Suicide Silence, la recensione del nuovo omonimo disco

Il nuovo disco omonimo dei Suicide Silence, ha cominciato a far parlare male di se, sin prima della pubblicazione stessa.  Il disco, che uscirà per Nuclear Blast il prossimo 24 febbraio, era stato protagonista di diverse petizioni su charge.org per richiedere alla Nuclear Blast di non pubblicare il disco. Il motivo? Molto semplice: molti fan non hanno apprezzato il cambio di genere che ha portato i Suicide Silence dal metalcore al nu-metal.

Il nuovo lavoro della band statunitense si apre sulle note di Doris, dove lo scream di Eddie Hermida (subentrato nella band nel 2012 dopo la morte di Mitch Lucker in un incidente stradale) è assoluto protagonista su un brano il cui sound è fortemente influenzato dai Korn.
Questo nuovo lavoro del quintetto a stelle e strisce prosegue senza particolari emozioni, tanta noia e molta influenza ‘alla Korn’ fino a Hold Me Up Hold Me Down, dove finalmente troviamo un riff di chitarra veramente intenso e Hermida è autore di una grande prestazione. La successiva Run è l’episodio più interessante di questa imminente pubblicazione, la band ha saputo giocare molto bene sui contrasti tra parti soft e parti decisamente più nu metal, buona parte del lavoro è merito di Hermida che ha interpretato bene sia le parti in clean che le parti in scream.
La successiva The Zero è un altro buon brano, che alterna nuovamente parti soft a parti più violente. Poco dopo ecco Conformity, brano lento che presenta un intenso assolo di chitarra.
A chiudere le danze ci pensa Don’t Be Carreful You Might Hurt Yourself, brano violento e roccioso che sembra essere un brano estratto dagli ultimi lavori degli Slipknot.

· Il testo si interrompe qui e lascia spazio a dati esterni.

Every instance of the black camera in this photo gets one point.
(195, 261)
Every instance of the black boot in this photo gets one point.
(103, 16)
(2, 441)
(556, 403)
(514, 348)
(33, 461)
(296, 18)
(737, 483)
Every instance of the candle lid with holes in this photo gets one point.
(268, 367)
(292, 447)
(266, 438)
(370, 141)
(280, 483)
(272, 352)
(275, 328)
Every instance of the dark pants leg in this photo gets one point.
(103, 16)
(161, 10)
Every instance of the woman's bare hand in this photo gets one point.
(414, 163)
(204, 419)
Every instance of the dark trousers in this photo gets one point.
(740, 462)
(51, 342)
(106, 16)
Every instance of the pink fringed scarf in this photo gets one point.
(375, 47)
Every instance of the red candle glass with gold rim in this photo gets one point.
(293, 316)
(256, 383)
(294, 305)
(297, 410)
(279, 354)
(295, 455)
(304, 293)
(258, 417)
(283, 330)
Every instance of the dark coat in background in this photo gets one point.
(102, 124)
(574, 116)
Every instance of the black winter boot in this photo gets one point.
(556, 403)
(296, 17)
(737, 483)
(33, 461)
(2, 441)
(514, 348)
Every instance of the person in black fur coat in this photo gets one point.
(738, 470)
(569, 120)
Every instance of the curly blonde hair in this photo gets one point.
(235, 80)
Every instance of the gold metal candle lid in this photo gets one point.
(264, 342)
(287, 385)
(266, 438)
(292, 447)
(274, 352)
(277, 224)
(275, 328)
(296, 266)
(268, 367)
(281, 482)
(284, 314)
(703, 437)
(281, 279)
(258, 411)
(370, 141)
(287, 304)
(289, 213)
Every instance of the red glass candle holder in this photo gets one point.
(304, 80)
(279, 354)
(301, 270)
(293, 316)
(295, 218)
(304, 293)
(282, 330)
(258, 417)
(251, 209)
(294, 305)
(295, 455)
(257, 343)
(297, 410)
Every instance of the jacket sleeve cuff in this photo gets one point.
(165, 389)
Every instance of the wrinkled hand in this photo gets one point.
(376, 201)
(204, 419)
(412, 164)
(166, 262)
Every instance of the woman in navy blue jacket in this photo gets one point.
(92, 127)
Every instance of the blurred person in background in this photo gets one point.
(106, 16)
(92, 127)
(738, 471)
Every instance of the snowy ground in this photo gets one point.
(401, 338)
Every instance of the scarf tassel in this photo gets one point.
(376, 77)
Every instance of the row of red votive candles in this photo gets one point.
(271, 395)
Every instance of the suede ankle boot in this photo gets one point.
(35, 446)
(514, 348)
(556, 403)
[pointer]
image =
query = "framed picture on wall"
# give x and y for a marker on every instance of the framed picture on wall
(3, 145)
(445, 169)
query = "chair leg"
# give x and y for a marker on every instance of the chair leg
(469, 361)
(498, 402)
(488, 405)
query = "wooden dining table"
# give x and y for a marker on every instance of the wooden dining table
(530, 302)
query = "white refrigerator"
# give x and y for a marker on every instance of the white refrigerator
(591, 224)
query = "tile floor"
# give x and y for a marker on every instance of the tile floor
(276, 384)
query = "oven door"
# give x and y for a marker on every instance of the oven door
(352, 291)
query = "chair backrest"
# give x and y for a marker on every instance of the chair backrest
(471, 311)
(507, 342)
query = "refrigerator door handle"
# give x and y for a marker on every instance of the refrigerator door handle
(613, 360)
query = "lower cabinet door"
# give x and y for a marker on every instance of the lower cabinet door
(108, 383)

In conclusione, il nuovo disco dei Suicide Silence è un lavoro non brillante, poco originale e che fatica a decollare. L’influenza dei Korn sul sound di questo disco ha inciso pesantemente, d’altronde il disco è stato prodotto (bene) da Ross Robinson che nel corso della sua lunga carriera ha lavorato molto con i Korn e con gli Slipknot.